De temps en temps, je fais ma valise et je pars en voyage avec Cédric … Enfin ça c’était dans le monde d’avant, bien sûr. Alors aujourd’hui Cédric et moi on discute au coin du feu (foutu printemps qui n’arrive pas). De tout, de rien, mais surtout de voyages, bien sûr. Du tourisme qui dénature tout, les paysages, les peuples et leur hospitalité, leurs mentalités. De la liberté, si essentielle et pourtant si insaisissable et si douloureuse à gérer. Des raisons qui nous poussent encore à prendre la route, à l’heure où tout a été découvert. Je perçois alors beaucoup de tristesse dans sa voix, celle d’être né à une époque où il n’y a pas plus de terra incognita.

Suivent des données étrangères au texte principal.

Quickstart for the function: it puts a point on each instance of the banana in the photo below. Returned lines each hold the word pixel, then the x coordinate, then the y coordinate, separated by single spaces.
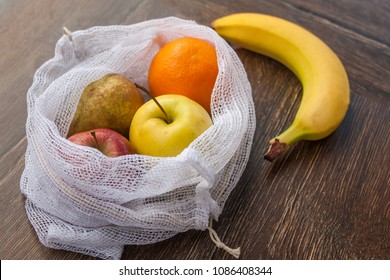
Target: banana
pixel 326 93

Et puis on parle aussi de nos plus beaux voyages et de nos plus belles rencontres, ceux que les livres nous ont offerts.



C’est un livre pour guérir de l’envie de voyager, et donc peut-être idéal à découvrir dans ce monde nouveau fait d’immobilité et de solitude. Sauf que cet essai est aussi imprégné de nostalgie et de désillusions, et donc une lecture peut-être pas si indiquée en ces temps moroses. Ou alors à condition d’avoir tiré un trait sur le monde d’avant.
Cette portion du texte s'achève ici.